HakjDB, a custom in-memory key-value data store written in Go

Juuso Hakala | Last updated 11 Oct 2024

Introduction

This is the first technical blog post that I have ever written. I have written a lot of technical documentation before, but not blog posts. The project this post talks about has a lot of documentation, but I wanted to write a separate blog post that talks about how it works and how I built it. I hope the reader will enjoy this and find it interesting. Let’s get started!

I started learning the Go programming language in late 2023. At this point I had already been programming for a while. However, Go was a language that really intrigued me. I was interested in its ecosystem and the simple, but powerful nature of it. I wanted to work on a large project to learn the language really well and improve my software development skills at the same time. This is when I started building HakjDB.

What is HakjDB?

HakjDB logo

HakjDB is a simple in-memory key-value data store that was built as an educative hobby project. It is written in the Go programming language.

HakjDB allows you to store key-value pairs of different data types in namespaces called databases. The data is stored in the server’s memory.

HakjDB uses a simple client-server model, and has a well-defined and documented gRPC API. It can be used as a temporary database, session storage or cache. It may not be suitable for advanced needs, and does not offer data persistence on disk.
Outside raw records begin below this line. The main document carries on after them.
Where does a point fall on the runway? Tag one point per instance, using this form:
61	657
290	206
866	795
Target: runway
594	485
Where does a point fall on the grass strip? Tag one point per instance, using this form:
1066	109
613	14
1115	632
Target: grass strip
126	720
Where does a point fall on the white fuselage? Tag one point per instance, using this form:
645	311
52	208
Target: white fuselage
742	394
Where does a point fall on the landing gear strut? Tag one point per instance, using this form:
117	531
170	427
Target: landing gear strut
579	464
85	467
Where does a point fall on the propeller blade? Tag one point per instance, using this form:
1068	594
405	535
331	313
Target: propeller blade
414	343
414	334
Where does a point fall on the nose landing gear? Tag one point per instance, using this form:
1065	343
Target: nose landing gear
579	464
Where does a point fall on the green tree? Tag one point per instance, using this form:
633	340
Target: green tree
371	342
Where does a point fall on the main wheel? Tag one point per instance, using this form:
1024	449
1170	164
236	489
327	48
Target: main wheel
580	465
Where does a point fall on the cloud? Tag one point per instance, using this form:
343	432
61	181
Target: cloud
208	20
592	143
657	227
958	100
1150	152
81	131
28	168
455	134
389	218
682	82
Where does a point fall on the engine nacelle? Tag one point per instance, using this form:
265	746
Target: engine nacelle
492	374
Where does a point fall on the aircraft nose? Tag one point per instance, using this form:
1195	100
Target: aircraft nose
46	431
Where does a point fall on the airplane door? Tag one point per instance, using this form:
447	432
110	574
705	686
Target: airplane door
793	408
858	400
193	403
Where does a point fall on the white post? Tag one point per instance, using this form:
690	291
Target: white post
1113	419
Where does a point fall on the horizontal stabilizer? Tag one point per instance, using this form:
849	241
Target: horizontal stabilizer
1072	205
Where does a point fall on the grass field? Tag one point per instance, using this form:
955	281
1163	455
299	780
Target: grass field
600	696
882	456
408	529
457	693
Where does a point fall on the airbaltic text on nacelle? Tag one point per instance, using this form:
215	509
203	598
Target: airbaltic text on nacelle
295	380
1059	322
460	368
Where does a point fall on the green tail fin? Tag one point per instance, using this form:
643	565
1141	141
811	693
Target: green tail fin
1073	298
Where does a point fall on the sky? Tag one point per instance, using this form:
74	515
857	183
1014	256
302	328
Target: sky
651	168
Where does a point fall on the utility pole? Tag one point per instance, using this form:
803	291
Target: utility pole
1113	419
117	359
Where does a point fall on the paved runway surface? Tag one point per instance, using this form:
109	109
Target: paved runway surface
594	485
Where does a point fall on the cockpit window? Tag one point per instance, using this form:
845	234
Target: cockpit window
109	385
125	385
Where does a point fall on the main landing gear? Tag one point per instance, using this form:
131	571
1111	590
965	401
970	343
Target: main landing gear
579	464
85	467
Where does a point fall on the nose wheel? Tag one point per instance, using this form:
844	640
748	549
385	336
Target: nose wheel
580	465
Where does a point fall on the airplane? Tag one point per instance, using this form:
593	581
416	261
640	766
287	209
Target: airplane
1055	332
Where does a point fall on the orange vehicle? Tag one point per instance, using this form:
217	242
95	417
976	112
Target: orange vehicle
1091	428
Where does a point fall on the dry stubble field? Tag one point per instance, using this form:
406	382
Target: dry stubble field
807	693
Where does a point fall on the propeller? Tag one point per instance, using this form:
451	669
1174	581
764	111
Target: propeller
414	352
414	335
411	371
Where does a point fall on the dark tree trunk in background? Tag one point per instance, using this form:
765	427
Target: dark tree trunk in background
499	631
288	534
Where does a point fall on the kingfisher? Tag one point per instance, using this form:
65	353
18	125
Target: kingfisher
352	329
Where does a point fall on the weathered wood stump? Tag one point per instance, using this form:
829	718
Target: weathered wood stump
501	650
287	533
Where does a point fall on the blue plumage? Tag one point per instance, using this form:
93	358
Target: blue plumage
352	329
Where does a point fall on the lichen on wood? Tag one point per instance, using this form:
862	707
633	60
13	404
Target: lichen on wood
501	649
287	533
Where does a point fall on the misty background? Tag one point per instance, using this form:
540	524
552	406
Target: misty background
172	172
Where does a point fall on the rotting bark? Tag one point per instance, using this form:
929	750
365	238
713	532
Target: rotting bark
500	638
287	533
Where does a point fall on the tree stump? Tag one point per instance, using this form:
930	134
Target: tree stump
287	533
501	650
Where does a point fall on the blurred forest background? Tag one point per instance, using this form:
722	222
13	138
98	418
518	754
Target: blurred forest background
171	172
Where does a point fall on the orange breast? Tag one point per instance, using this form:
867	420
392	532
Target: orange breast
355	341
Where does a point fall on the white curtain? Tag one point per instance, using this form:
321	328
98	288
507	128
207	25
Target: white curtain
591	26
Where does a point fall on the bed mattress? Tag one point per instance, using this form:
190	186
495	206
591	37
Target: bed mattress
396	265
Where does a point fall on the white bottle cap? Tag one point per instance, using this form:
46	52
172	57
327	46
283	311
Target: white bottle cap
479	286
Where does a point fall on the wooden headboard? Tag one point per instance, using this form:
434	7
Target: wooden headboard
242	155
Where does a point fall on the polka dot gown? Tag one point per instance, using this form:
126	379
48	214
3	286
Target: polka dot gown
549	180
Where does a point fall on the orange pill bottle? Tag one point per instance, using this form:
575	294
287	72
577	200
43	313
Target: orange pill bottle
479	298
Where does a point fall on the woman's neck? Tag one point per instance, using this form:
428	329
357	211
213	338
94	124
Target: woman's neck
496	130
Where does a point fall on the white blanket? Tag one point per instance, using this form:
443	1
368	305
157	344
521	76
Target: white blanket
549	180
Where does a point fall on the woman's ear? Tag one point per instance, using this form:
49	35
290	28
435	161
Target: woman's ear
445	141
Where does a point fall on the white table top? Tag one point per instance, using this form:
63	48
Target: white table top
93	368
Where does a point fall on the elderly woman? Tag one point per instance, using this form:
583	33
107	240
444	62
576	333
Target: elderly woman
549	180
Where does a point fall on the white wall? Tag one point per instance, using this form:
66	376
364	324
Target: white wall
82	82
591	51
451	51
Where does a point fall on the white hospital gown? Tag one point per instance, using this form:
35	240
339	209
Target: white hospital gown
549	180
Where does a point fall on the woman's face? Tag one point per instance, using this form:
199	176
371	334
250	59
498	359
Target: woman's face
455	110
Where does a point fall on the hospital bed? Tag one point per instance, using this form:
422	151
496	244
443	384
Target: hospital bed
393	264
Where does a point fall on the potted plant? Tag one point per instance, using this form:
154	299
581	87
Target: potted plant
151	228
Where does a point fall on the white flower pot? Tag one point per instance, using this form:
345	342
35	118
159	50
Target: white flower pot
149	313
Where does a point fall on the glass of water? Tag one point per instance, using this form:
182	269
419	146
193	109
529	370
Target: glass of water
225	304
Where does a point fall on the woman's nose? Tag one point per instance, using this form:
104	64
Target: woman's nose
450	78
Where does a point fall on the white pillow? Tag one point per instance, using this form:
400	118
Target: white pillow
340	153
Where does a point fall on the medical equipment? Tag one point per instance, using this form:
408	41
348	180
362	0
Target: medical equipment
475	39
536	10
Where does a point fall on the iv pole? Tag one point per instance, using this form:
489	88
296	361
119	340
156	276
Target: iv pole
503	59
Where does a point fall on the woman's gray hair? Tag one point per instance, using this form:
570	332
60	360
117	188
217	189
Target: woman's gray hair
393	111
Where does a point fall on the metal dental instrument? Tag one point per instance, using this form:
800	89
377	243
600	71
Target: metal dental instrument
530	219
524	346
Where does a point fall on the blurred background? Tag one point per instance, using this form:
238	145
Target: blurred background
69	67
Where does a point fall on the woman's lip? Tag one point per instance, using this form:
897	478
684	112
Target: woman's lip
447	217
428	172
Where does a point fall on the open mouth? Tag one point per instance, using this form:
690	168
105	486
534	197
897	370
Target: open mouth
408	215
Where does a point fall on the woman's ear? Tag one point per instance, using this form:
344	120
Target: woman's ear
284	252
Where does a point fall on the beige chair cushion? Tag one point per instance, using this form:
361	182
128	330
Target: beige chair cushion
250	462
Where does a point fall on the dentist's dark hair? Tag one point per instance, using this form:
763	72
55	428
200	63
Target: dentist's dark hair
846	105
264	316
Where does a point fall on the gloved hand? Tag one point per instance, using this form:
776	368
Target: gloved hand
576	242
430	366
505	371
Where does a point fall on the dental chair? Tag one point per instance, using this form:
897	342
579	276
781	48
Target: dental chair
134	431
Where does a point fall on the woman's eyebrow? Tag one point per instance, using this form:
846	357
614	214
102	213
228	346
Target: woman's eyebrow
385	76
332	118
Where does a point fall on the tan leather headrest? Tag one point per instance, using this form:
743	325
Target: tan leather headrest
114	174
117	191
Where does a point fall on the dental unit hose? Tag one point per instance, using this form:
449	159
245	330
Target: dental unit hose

Data is stored at keys of different types. Each data type allows you to store different kind of data such as string values or objects.

Instances are easily configurable with command line flags, environment variables and a simple YAML file.

The project consists of the following 3 components:

  • hakjserver
  • hakjctl
  • hakjdb-gui

hakjserver is the HakjDB server process that listens for request from HakjDB clients. It is responsible for managing the server, databases and key-value pairs. hakjctl is a CLI tool to control HakjDB servers from the command line. hakjdb-gui is a cross-platform GUI desktop application to visually control HakjDB servers with a graphical user interface.

hakjserver and hakjctl are both written in Go. Their GitHub repository is here. hakjdb-gui is written in TypeScript and Rust using the Tauri framework. This is a separate project with its own GitHub repository here.

At the time of writing, the current HakjDB version is 1.2.0.

How does it work?

The following diagram shows the architecture and request flow

HakjDB architecture diagram

Client request starts by sending it to the server’s gRPC API using a gRPC client. gRPC uses RPCs (Remote Procedure Calls) in its communication. If TLS is enabled, TLS handshake is performed. If certificates are invalid, the connection is denied. If authentication is enabled, the server checks if the client sent a JWT access token in gRPC metadata and validates it. All requests are also logged depending on the configured log level. If log file is enabled, the logs are written to a log file as well. Logging and authorization are handled with middlewares by using gRPC interceptors. They allow to centralize these operations to a single place, without having to duplicate the logic to every RPC handler.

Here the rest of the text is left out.